Yesterday while studying Scripture God opened my eyes to the reason for a problem I have with my possessions. I had been asking about it, but was still startled and even shaken by His answer. Taking the next step, I began confessing that I had not been trusting Him for specific things, and also confessing anything else that came to mind as being less than fully dedicated to Him.
After that, He put in my mind to make a list to help me get things right. That kept me up a bit later than usual. When I finally was ready to sleep, I noticed my hubby had filled and plugged in a portable humidifier in our bedroom. It was running, yet the gauge said the humidity in the room was higher than the setting. I took a look and realized the tank was empty. I felt around the floor and was dismayed to find out it had leaked on the floor and down the nearby cold air intake, mostly into the basement but partly through the main floor bathroom ceiling. I woke hubby and we were up until after 2:00 a.m. taking care of that little mess.
Five hours sleep might not seem a big deal to younger people but it puts me in trance mode. I felt weak spiritually and now weak physically. What is going on here? I know this is mild suffering, even silly compared to what Christians in places like India and Pakistan are suffering right now, but I still feel somewhat uncomfortable and under the Holy Spirit’s gun.
Today’s verse startles me again, only this time with its encouragement. 1 Peter 5:10 says, “But may the God of all grace, who called us to His eternal glory by Christ Jesus, after you have suffered a while, perfect, establish, strengthen, and settle you.”

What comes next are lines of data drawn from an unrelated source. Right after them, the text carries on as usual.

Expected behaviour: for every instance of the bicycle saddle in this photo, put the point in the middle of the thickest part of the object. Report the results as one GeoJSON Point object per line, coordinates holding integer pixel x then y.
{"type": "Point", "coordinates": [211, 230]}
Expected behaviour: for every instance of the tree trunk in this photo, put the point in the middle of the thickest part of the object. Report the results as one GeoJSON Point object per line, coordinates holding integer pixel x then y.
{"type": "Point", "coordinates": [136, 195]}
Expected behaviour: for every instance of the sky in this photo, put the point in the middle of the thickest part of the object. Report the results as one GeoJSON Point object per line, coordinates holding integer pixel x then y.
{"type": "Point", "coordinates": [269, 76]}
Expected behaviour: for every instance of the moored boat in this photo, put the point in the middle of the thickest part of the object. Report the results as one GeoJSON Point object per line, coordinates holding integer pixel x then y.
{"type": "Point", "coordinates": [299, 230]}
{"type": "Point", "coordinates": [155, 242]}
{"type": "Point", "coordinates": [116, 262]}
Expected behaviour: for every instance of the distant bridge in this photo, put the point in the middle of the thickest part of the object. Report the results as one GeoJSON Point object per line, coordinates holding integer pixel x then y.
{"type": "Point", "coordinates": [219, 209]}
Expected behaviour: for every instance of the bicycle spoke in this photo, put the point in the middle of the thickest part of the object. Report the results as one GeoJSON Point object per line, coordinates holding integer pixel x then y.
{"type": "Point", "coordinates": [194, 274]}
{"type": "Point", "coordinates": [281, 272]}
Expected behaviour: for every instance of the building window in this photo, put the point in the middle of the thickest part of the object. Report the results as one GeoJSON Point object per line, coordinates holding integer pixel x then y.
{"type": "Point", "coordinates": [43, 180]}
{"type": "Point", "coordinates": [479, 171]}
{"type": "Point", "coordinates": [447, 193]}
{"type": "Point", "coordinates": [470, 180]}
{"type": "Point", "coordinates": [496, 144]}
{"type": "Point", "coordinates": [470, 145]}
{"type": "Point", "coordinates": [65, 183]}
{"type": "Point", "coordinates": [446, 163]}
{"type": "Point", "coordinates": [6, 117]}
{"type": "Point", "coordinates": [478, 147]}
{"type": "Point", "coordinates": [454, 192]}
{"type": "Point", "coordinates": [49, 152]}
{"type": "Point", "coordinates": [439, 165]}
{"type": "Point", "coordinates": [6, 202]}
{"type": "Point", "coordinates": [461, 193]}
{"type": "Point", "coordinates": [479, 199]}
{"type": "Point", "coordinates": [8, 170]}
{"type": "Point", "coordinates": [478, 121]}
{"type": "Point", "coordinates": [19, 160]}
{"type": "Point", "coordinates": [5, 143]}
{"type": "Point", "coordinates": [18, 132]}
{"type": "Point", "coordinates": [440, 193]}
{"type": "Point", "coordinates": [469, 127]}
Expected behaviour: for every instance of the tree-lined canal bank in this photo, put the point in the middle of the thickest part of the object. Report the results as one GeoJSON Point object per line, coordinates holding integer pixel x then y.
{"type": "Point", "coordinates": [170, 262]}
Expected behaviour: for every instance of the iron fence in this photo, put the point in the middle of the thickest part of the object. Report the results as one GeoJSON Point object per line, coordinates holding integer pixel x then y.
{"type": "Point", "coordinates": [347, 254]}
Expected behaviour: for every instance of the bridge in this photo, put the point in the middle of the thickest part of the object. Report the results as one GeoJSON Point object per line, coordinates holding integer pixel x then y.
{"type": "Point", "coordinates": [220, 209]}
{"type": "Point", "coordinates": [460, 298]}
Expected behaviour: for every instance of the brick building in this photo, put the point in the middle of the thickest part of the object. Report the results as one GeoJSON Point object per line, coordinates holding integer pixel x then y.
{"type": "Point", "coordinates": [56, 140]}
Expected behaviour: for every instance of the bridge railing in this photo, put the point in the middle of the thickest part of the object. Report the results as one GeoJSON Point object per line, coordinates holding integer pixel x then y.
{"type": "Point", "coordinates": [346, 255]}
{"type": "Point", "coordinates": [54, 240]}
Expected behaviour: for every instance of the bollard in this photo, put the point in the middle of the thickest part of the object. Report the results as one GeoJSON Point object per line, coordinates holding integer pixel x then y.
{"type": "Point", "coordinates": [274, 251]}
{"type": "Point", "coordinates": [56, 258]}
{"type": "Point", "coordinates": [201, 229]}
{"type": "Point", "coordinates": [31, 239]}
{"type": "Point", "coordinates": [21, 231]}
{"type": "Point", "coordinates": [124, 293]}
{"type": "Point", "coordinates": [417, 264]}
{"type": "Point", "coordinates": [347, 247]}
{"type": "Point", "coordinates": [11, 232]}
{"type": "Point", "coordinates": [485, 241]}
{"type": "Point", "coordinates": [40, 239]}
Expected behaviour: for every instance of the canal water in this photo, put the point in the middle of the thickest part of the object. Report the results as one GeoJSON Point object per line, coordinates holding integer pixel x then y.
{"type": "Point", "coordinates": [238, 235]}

A line from the reading that goes with this verse jumps out at me: “If He indeed touched your heart with His blessed finger, remember you will have to walk, from beginning to end in a path of suffering, for the whole path, more or less, is a path of tribulation.”

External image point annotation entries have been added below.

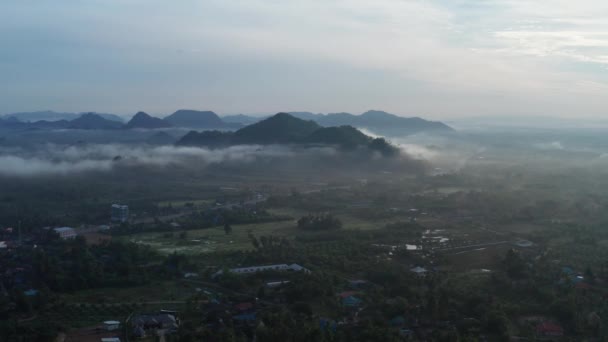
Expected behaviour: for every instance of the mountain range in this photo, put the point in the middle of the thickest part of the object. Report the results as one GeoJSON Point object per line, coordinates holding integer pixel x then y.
{"type": "Point", "coordinates": [376, 122]}
{"type": "Point", "coordinates": [284, 128]}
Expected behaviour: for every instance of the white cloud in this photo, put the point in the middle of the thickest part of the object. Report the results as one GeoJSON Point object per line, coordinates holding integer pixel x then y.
{"type": "Point", "coordinates": [448, 57]}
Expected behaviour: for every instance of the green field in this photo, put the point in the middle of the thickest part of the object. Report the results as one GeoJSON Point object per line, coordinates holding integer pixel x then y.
{"type": "Point", "coordinates": [206, 240]}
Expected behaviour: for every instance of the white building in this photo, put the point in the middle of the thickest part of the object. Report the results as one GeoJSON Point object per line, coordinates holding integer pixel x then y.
{"type": "Point", "coordinates": [255, 269]}
{"type": "Point", "coordinates": [65, 232]}
{"type": "Point", "coordinates": [120, 213]}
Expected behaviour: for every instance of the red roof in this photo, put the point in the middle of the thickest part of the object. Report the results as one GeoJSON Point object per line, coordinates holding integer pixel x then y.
{"type": "Point", "coordinates": [548, 328]}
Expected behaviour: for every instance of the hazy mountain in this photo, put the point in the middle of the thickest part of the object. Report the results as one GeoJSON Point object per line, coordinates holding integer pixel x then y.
{"type": "Point", "coordinates": [242, 119]}
{"type": "Point", "coordinates": [143, 120]}
{"type": "Point", "coordinates": [283, 128]}
{"type": "Point", "coordinates": [93, 121]}
{"type": "Point", "coordinates": [207, 139]}
{"type": "Point", "coordinates": [378, 122]}
{"type": "Point", "coordinates": [280, 128]}
{"type": "Point", "coordinates": [198, 119]}
{"type": "Point", "coordinates": [49, 115]}
{"type": "Point", "coordinates": [347, 136]}
{"type": "Point", "coordinates": [161, 138]}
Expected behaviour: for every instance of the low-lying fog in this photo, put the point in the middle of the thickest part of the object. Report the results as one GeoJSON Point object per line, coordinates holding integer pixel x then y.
{"type": "Point", "coordinates": [438, 153]}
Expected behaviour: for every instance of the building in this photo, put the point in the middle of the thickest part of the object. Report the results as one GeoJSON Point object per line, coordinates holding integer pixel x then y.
{"type": "Point", "coordinates": [120, 213]}
{"type": "Point", "coordinates": [549, 331]}
{"type": "Point", "coordinates": [111, 325]}
{"type": "Point", "coordinates": [255, 269]}
{"type": "Point", "coordinates": [110, 339]}
{"type": "Point", "coordinates": [65, 232]}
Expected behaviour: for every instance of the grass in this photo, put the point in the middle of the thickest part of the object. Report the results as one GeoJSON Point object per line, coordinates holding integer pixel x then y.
{"type": "Point", "coordinates": [206, 240]}
{"type": "Point", "coordinates": [157, 291]}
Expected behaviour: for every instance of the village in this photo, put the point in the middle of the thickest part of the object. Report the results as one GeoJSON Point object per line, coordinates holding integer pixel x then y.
{"type": "Point", "coordinates": [406, 264]}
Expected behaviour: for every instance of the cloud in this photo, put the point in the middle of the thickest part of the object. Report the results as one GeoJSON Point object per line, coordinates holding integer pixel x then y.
{"type": "Point", "coordinates": [56, 160]}
{"type": "Point", "coordinates": [433, 58]}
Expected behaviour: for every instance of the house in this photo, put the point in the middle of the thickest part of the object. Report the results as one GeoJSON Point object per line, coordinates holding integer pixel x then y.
{"type": "Point", "coordinates": [255, 269]}
{"type": "Point", "coordinates": [549, 331]}
{"type": "Point", "coordinates": [119, 213]}
{"type": "Point", "coordinates": [347, 294]}
{"type": "Point", "coordinates": [159, 321]}
{"type": "Point", "coordinates": [273, 284]}
{"type": "Point", "coordinates": [65, 232]}
{"type": "Point", "coordinates": [351, 301]}
{"type": "Point", "coordinates": [111, 325]}
{"type": "Point", "coordinates": [30, 292]}
{"type": "Point", "coordinates": [244, 306]}
{"type": "Point", "coordinates": [358, 284]}
{"type": "Point", "coordinates": [420, 271]}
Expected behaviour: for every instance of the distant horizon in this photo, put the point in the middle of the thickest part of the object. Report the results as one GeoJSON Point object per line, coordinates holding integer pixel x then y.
{"type": "Point", "coordinates": [435, 59]}
{"type": "Point", "coordinates": [472, 117]}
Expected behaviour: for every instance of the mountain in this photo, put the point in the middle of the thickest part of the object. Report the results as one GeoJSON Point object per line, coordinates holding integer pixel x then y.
{"type": "Point", "coordinates": [143, 120]}
{"type": "Point", "coordinates": [211, 139]}
{"type": "Point", "coordinates": [278, 129]}
{"type": "Point", "coordinates": [283, 128]}
{"type": "Point", "coordinates": [198, 119]}
{"type": "Point", "coordinates": [346, 136]}
{"type": "Point", "coordinates": [49, 115]}
{"type": "Point", "coordinates": [242, 119]}
{"type": "Point", "coordinates": [161, 138]}
{"type": "Point", "coordinates": [93, 121]}
{"type": "Point", "coordinates": [376, 121]}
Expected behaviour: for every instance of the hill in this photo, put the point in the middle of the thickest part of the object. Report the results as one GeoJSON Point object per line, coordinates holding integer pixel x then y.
{"type": "Point", "coordinates": [279, 129]}
{"type": "Point", "coordinates": [346, 136]}
{"type": "Point", "coordinates": [378, 122]}
{"type": "Point", "coordinates": [49, 115]}
{"type": "Point", "coordinates": [143, 120]}
{"type": "Point", "coordinates": [241, 119]}
{"type": "Point", "coordinates": [197, 119]}
{"type": "Point", "coordinates": [93, 121]}
{"type": "Point", "coordinates": [283, 128]}
{"type": "Point", "coordinates": [161, 138]}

Tribulation is on a scale. When Jesus came to earth, He experienced it all, from the lesser things like filth, stench, ugliness, and noise (stuff that is not part of heaven) to deeper trials of being despised and rejected, spit on, scorned, and eventually murdered. The Bible doesn’t say if He faced ordinary inconveniences like humidifiers with a crack in the tank, yet it does say He knows what I go through.
Thinking about that, my head says, “But He was never convicted of sin and felt deeply discouraged for being sinful.” My head is wrong. When He went to the Cross, all the sin of the world was put on Him and He felt the weight of it all. I cannot imagine that but know that it was so terrible that it killed Him.

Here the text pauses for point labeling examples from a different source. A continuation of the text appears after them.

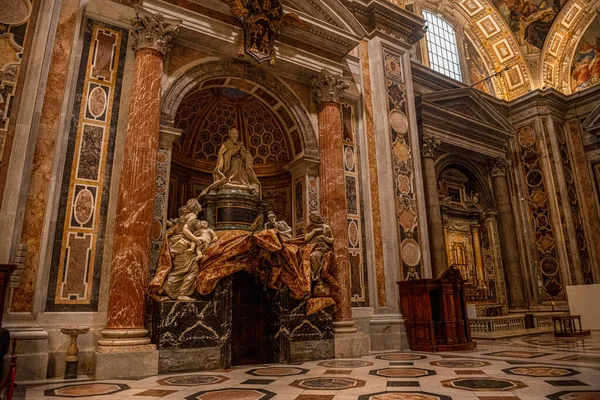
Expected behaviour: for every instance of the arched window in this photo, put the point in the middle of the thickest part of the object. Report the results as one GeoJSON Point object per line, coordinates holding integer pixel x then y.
{"type": "Point", "coordinates": [441, 46]}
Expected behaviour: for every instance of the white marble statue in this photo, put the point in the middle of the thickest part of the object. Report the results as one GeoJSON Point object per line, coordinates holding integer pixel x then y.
{"type": "Point", "coordinates": [234, 169]}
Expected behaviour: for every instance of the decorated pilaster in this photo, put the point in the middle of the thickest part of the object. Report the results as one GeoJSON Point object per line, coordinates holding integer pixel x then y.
{"type": "Point", "coordinates": [328, 88]}
{"type": "Point", "coordinates": [125, 331]}
{"type": "Point", "coordinates": [506, 229]}
{"type": "Point", "coordinates": [437, 241]}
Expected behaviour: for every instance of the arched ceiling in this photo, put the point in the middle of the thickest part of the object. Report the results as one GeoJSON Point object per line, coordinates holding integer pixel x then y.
{"type": "Point", "coordinates": [205, 117]}
{"type": "Point", "coordinates": [531, 41]}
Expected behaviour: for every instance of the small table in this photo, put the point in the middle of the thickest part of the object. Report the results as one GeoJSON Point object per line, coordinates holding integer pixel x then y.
{"type": "Point", "coordinates": [567, 326]}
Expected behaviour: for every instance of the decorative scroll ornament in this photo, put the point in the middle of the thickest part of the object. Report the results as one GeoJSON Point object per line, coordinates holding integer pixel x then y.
{"type": "Point", "coordinates": [429, 146]}
{"type": "Point", "coordinates": [153, 31]}
{"type": "Point", "coordinates": [262, 21]}
{"type": "Point", "coordinates": [328, 87]}
{"type": "Point", "coordinates": [499, 166]}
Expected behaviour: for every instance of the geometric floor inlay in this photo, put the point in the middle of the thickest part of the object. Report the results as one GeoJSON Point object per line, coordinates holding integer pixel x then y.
{"type": "Point", "coordinates": [345, 364]}
{"type": "Point", "coordinates": [544, 372]}
{"type": "Point", "coordinates": [232, 394]}
{"type": "Point", "coordinates": [328, 383]}
{"type": "Point", "coordinates": [400, 357]}
{"type": "Point", "coordinates": [575, 395]}
{"type": "Point", "coordinates": [460, 363]}
{"type": "Point", "coordinates": [155, 393]}
{"type": "Point", "coordinates": [491, 384]}
{"type": "Point", "coordinates": [566, 382]}
{"type": "Point", "coordinates": [402, 372]}
{"type": "Point", "coordinates": [390, 395]}
{"type": "Point", "coordinates": [517, 354]}
{"type": "Point", "coordinates": [277, 371]}
{"type": "Point", "coordinates": [192, 380]}
{"type": "Point", "coordinates": [89, 389]}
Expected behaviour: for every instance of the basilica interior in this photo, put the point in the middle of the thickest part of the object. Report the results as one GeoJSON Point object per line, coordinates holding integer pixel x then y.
{"type": "Point", "coordinates": [300, 199]}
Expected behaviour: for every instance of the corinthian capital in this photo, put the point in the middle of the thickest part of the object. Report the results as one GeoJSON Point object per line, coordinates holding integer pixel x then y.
{"type": "Point", "coordinates": [429, 146]}
{"type": "Point", "coordinates": [328, 87]}
{"type": "Point", "coordinates": [153, 31]}
{"type": "Point", "coordinates": [498, 166]}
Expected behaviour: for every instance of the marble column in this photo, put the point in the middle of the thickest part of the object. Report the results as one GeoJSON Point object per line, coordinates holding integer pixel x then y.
{"type": "Point", "coordinates": [328, 88]}
{"type": "Point", "coordinates": [508, 236]}
{"type": "Point", "coordinates": [125, 331]}
{"type": "Point", "coordinates": [435, 226]}
{"type": "Point", "coordinates": [478, 255]}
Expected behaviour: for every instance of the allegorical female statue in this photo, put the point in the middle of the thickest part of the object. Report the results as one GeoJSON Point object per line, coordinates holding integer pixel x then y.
{"type": "Point", "coordinates": [234, 168]}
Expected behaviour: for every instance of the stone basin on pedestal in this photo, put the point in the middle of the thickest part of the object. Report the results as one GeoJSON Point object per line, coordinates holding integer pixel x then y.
{"type": "Point", "coordinates": [72, 358]}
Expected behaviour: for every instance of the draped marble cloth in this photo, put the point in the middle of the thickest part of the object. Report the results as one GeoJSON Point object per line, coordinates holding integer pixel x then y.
{"type": "Point", "coordinates": [276, 263]}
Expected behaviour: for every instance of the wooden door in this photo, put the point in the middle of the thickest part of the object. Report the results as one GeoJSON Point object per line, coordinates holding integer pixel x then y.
{"type": "Point", "coordinates": [248, 332]}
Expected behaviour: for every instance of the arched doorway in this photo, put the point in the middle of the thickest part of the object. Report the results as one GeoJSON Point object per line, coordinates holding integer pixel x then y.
{"type": "Point", "coordinates": [470, 231]}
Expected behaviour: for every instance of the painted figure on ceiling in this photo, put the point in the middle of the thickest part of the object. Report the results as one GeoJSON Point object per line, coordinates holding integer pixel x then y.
{"type": "Point", "coordinates": [530, 20]}
{"type": "Point", "coordinates": [234, 169]}
{"type": "Point", "coordinates": [585, 70]}
{"type": "Point", "coordinates": [284, 229]}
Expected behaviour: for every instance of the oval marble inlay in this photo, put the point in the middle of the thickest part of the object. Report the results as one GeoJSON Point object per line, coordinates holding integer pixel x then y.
{"type": "Point", "coordinates": [411, 253]}
{"type": "Point", "coordinates": [97, 101]}
{"type": "Point", "coordinates": [398, 121]}
{"type": "Point", "coordinates": [353, 233]}
{"type": "Point", "coordinates": [403, 184]}
{"type": "Point", "coordinates": [349, 158]}
{"type": "Point", "coordinates": [84, 206]}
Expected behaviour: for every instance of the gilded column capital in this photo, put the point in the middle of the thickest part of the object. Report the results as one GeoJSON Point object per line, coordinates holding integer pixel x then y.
{"type": "Point", "coordinates": [498, 166]}
{"type": "Point", "coordinates": [328, 87]}
{"type": "Point", "coordinates": [153, 31]}
{"type": "Point", "coordinates": [429, 146]}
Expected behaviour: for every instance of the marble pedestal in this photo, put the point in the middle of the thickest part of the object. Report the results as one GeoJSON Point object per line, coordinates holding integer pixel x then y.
{"type": "Point", "coordinates": [194, 335]}
{"type": "Point", "coordinates": [230, 209]}
{"type": "Point", "coordinates": [310, 337]}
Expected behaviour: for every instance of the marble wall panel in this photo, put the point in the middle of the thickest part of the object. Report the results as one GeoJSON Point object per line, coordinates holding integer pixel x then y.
{"type": "Point", "coordinates": [548, 276]}
{"type": "Point", "coordinates": [373, 184]}
{"type": "Point", "coordinates": [357, 252]}
{"type": "Point", "coordinates": [574, 206]}
{"type": "Point", "coordinates": [15, 29]}
{"type": "Point", "coordinates": [81, 222]}
{"type": "Point", "coordinates": [403, 164]}
{"type": "Point", "coordinates": [43, 157]}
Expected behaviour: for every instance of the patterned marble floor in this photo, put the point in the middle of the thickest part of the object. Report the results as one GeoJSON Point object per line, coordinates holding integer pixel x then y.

Little things that I suffer are nothing in comparison, yet Jesus is kind to me. He touches me with His tender hand and whispers a timely encouragement. From His Word, I know that in conviction and even through broken plastic things, He is working to make me mature. He wants my faith to be deeply established and rooted in Him. He wants a godliness and a calm spirit that I do not have now. He is strengthening me, even though I feel weak and tired, because through the combination of His Word and ordinary life, I am realizing again the reality of how He works all things together for my good, to make me more like Himself.